HESI RN
HESI RN Nursing Leadership and Management Exam 6
1. After taking glipizide (Glucotrol) for 9 months, a male client experiences secondary failure. What would the nurse expect the physician to do?
- A. Initiate insulin therapy.
- B. Switch the client to a different oral antidiabetic agent.
- C. Prescribe an additional oral antidiabetic agent.
- D. Restrict carbohydrate intake to less than 30% of the total caloric intake.
Correct answer: A
Rationale: When a client experiences secondary failure to an oral antidiabetic agent like glipizide, the next step is often to initiate insulin therapy. This is because secondary failure indicates that the current oral antidiabetic medication is no longer effective in managing blood glucose levels, and insulin therapy may be required to adequately control blood sugar. Switching to a different oral antidiabetic agent may not be effective if there is already resistance to the current agent. Adding another oral antidiabetic agent may not address the underlying issue of secondary failure. Restricting carbohydrate intake is important for diabetes management but is not the primary intervention indicated in this scenario of secondary failure to glipizide.

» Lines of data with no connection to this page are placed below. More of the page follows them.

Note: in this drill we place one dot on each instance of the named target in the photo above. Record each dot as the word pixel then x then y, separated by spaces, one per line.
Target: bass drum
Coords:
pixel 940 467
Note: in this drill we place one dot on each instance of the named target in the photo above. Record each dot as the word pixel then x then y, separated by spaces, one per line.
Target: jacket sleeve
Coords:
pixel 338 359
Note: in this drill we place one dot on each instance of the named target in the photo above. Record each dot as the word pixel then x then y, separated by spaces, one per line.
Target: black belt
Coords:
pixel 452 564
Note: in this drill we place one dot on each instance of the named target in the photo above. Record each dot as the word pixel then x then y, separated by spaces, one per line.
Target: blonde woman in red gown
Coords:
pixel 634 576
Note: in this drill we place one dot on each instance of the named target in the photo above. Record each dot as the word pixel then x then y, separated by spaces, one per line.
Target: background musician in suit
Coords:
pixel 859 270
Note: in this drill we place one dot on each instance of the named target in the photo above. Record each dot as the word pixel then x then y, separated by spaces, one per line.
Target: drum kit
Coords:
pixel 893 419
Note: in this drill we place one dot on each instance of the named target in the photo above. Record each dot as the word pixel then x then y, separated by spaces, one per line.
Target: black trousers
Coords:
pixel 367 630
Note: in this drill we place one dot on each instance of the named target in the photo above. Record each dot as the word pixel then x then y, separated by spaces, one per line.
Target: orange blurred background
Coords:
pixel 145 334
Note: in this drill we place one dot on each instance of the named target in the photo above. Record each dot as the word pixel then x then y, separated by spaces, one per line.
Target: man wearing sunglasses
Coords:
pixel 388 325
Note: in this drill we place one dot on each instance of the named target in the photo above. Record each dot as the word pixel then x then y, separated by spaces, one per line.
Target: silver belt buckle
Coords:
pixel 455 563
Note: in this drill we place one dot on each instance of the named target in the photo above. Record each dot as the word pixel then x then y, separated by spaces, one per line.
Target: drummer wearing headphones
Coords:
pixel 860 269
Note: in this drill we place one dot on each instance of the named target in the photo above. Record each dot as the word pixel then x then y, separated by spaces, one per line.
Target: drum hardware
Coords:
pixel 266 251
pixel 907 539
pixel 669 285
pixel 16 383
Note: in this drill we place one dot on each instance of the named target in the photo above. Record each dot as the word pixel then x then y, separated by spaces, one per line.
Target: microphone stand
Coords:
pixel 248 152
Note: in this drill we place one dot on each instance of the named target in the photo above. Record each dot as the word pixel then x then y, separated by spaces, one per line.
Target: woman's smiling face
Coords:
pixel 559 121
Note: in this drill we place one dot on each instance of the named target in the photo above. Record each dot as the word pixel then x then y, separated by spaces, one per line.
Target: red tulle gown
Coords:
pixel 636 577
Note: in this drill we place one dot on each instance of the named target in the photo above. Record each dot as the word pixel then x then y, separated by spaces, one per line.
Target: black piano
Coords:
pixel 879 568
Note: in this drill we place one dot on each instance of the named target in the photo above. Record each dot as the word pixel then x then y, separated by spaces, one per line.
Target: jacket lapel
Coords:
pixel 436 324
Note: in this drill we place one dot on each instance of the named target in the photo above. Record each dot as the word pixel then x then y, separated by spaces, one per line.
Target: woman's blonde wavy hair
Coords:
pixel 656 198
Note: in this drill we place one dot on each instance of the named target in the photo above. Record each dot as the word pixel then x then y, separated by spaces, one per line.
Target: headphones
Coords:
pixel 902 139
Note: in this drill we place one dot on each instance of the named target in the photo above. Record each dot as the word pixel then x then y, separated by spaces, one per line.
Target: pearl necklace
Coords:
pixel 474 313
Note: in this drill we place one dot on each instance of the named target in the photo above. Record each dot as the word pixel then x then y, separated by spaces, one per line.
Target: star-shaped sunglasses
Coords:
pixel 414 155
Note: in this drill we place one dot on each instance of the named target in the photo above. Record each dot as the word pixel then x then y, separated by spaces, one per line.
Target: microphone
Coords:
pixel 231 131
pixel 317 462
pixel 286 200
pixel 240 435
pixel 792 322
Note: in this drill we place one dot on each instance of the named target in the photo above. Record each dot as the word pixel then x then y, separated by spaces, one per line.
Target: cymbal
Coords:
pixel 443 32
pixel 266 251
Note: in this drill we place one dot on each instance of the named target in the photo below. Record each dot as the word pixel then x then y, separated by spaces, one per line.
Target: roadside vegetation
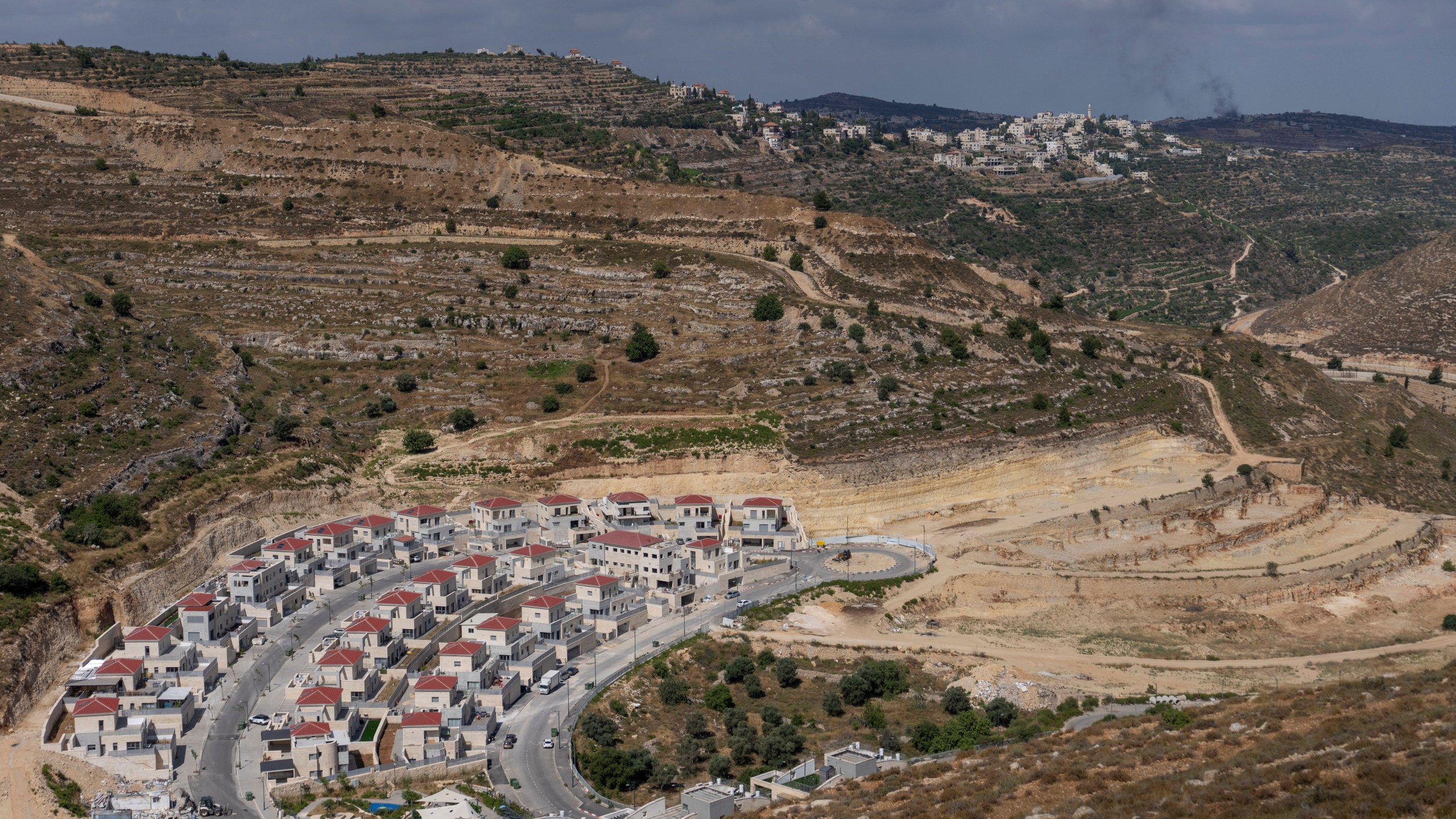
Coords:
pixel 717 707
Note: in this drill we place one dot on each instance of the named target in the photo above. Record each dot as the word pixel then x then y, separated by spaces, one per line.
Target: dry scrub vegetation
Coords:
pixel 1378 747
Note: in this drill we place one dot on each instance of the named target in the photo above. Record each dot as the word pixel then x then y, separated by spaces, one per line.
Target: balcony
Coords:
pixel 619 617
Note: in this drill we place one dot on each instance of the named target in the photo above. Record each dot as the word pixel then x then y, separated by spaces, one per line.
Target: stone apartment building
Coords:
pixel 441 591
pixel 562 521
pixel 407 613
pixel 609 608
pixel 478 577
pixel 297 556
pixel 641 560
pixel 696 516
pixel 558 627
pixel 430 525
pixel 375 636
pixel 627 511
pixel 469 662
pixel 344 668
pixel 536 563
pixel 498 524
pixel 257 581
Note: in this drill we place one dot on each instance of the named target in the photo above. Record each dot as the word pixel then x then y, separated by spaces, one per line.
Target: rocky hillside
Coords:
pixel 1378 747
pixel 1404 308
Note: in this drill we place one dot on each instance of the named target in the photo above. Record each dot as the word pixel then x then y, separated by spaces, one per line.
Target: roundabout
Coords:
pixel 867 561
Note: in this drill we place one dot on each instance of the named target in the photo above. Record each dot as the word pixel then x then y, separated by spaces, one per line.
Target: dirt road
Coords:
pixel 969 644
pixel 1234 268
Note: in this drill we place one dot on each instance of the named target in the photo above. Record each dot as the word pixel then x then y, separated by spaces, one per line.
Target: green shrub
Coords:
pixel 419 441
pixel 643 346
pixel 516 257
pixel 462 419
pixel 769 308
pixel 121 304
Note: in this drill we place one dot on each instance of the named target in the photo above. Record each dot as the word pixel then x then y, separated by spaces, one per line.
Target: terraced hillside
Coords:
pixel 305 288
pixel 1404 309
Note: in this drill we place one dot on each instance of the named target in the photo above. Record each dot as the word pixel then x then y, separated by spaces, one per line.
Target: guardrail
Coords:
pixel 573 714
pixel 871 540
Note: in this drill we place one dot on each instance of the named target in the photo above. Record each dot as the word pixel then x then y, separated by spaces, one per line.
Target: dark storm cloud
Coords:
pixel 1140 57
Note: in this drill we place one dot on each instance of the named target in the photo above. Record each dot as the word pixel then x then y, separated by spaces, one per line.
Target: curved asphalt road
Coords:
pixel 545 776
pixel 822 564
pixel 219 773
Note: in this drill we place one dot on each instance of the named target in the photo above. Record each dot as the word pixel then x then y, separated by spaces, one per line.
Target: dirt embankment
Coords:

2. Which of the following best describes the nurse's role in maintaining patient dignity?
- A. The nurse ensures that the patient is treated with respect and that their personal beliefs and values are considered in their care.
- B. The nurse maintains the patient's dignity by ensuring privacy during personal care activities.
- C. The nurse ensures that the patient's personal information is kept private and only shared with those directly involved in their care.
- D. The nurse ensures that the patient is involved in decisions about their care and that their preferences are respected.
Correct answer: A
Rationale: The correct answer is A. The nurse's role in maintaining patient dignity goes beyond just privacy during personal care activities. It involves treating the patient with respect, considering their personal beliefs and values in their care. While privacy is important for dignity, respecting personal beliefs and values is equally crucial. Choice B focuses solely on privacy, overlooking the broader aspects of dignity maintenance. Choices C and D, although important in patient care, do not fully capture the comprehensive approach needed for maintaining patient dignity as described in choice A.
3. Which instruction about insulin administration should Nurse Kate give to a client?
- A. Always follow the same order when drawing up different insulins into the syringe.
- B. Shake the vials before withdrawing the insulin.
- C. Store unopened vials of insulin in the refrigerator at recommended temperatures.
- D. Discard the intermediate-acting insulin if it appears cloudy.
Correct answer: A
Rationale: The correct answer is A. Consistently following the same order when drawing up different insulins helps to prevent medication errors. Option B is incorrect because shaking insulin vials could cause bubbles to form, leading to inaccurate dosing. Option C is incorrect as insulin should be stored in the refrigerator, not the freezer, to maintain its effectiveness. Option D is incorrect because cloudy appearance in intermediate-acting insulin may indicate the presence of insulin crystals, which can affect its potency, but this does not necessarily mean it should be discarded without consulting a healthcare provider.
4. The nurse is caring for a client with Addison's disease. The client exhibits signs of hypotension, dehydration, and confusion. The nurse should anticipate administering which of the following medications?
- A. Insulin
- B. Hydrocortisone
- C. Levothyroxine
- D. Methimazole
Correct answer: B
Rationale: In Addison's disease, the adrenal glands do not produce enough cortisol. Hydrocortisone is a glucocorticoid medication that is used to replace deficient cortisol levels in patients with Addison's disease. It helps stabilize blood pressure and fluid balance. Insulin (Choice A) is used to manage diabetes, not Addison's disease. Levothyroxine (Choice C) is a thyroid hormone replacement used to treat hypothyroidism, not Addison's disease. Methimazole (Choice D) is used in the treatment of hyperthyroidism, not Addison's disease.
5. A client with type 2 DM is being treated with metformin (Glucophage). The nurse should include which instruction when teaching the client about this medication?
- A. Take the medication with meals.
- B. Take the medication on an empty stomach.
- C. Take the medication before bedtime.
- D. Avoid taking the medication if you miss a meal.
Correct answer: A
Rationale: The correct instruction for a client taking metformin (Glucophage) is to take the medication with meals. This helps reduce gastrointestinal side effects and improves absorption. Choice B is incorrect because taking metformin on an empty stomach can increase the risk of side effects. Choice C is incorrect as there is no specific recommendation to take metformin before bedtime. Choice D is incorrect as missing a meal should not lead to avoiding the medication, but the client should take it with the next meal as prescribed.